No recorte por escolaridade, os trabalhadores com ensino fundamental completo ou médio incompleto que atuavam por aplicativos tiveram renda até 50% superior à média nacional. No entanto, a realidade se inverte para aqueles com ensino superior completo: entre esses, os plataformizados ganharam 29,8% a menos (R$ 4.263) do que os não plataformizados (R$ 6.072).
Segundo o analista do IBGE, Gustavo Fontes, esse dado pode indicar que muitos trabalhadores com formação universitária não encontraram vagas em sua área de atuação e recorreram às plataformas como alternativa de renda. “A gente sabe que tem pessoa formada em engenharia e que está dirigindo por aplicativo”, exemplificou.

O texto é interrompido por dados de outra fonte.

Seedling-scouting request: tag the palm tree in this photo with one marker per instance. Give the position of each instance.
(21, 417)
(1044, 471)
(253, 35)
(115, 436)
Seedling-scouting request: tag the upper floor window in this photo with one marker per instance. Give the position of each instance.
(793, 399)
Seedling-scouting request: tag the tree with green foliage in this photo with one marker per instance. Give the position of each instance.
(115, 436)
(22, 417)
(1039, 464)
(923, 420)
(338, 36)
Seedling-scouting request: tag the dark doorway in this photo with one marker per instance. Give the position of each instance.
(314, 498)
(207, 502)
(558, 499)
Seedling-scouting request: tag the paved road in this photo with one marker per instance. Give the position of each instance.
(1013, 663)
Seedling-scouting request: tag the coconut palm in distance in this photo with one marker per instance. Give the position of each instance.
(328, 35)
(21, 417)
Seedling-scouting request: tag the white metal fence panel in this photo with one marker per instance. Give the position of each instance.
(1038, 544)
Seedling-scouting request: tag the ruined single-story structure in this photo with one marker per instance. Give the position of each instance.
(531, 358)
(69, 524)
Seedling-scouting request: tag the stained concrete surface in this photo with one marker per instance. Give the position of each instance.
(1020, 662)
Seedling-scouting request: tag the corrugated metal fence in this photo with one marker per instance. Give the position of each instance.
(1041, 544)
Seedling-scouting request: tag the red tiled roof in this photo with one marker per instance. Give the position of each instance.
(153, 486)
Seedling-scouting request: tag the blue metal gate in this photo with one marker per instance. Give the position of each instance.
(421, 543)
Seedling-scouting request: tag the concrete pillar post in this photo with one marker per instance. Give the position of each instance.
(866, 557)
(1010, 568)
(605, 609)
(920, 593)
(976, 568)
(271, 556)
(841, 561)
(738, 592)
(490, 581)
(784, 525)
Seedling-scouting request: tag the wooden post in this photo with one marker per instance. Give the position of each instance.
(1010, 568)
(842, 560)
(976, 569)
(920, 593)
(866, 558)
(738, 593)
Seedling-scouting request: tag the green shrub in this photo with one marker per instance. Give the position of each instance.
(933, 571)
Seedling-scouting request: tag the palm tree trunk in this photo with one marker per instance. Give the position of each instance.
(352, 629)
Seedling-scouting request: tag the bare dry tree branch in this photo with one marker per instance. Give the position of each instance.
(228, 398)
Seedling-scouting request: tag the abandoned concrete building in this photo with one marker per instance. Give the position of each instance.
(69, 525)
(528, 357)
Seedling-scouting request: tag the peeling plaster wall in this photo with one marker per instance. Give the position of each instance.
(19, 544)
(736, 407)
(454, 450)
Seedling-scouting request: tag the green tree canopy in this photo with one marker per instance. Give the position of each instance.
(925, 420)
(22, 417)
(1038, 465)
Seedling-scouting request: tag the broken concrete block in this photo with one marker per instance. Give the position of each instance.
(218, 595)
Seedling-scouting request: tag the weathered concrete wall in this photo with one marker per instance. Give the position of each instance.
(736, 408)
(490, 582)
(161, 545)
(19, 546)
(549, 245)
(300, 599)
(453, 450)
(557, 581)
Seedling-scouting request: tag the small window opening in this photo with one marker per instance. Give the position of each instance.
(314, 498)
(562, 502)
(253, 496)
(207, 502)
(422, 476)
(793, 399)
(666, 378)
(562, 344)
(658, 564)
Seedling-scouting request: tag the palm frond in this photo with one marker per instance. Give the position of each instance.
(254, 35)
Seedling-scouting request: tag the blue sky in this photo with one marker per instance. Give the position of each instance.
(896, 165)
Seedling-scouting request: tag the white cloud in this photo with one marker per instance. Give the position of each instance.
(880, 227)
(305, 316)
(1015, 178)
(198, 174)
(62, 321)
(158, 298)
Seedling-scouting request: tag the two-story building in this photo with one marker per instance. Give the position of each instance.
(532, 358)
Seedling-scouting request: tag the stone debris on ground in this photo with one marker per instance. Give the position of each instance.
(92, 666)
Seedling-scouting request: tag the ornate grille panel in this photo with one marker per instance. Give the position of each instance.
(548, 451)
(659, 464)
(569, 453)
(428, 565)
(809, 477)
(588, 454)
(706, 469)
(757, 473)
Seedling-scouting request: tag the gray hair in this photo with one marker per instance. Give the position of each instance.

Informalidade e falta de proteção social
A informalidade entre os trabalhadores por aplicativos é significativamente mais alta do que entre os demais ocupados. Cerca de 71,7% dos plataformizados atuam sem carteira assinada ou sem CNPJ, contra 43,8% dos não plataformizados.
A contribuição para a previdência social também é menor: apenas 35,9% dos plataformizados contribuem, enquanto entre os não plataformizados esse índice chega a 61,9%.
Motoristas e motociclistas por aplicativo
O levantamento também detalhou o cenário de motoristas e motociclistas:
- Motoristas: o Brasil tinha, em 2024, 1,9 milhão de motoristas ocupados, sendo 43,8% deles (824 mil) atuando por aplicativos. Esses profissionais tiveram renda média de R$ 2.766, R$ 341 a mais que os motoristas não plataformizados (R$ 2.425). Porém, trabalharam em média 45,9 horas por semana, cinco horas a mais do que os demais. O rendimento por hora ficou em R$ 13,9 — acima dos não plataformizados informais (R$ 13,7), mas abaixo dos formais (R$ 14,7). Apenas 25,7% dos motoristas por app contribuíam para a previdência, e a informalidade atingia 83,6% deles.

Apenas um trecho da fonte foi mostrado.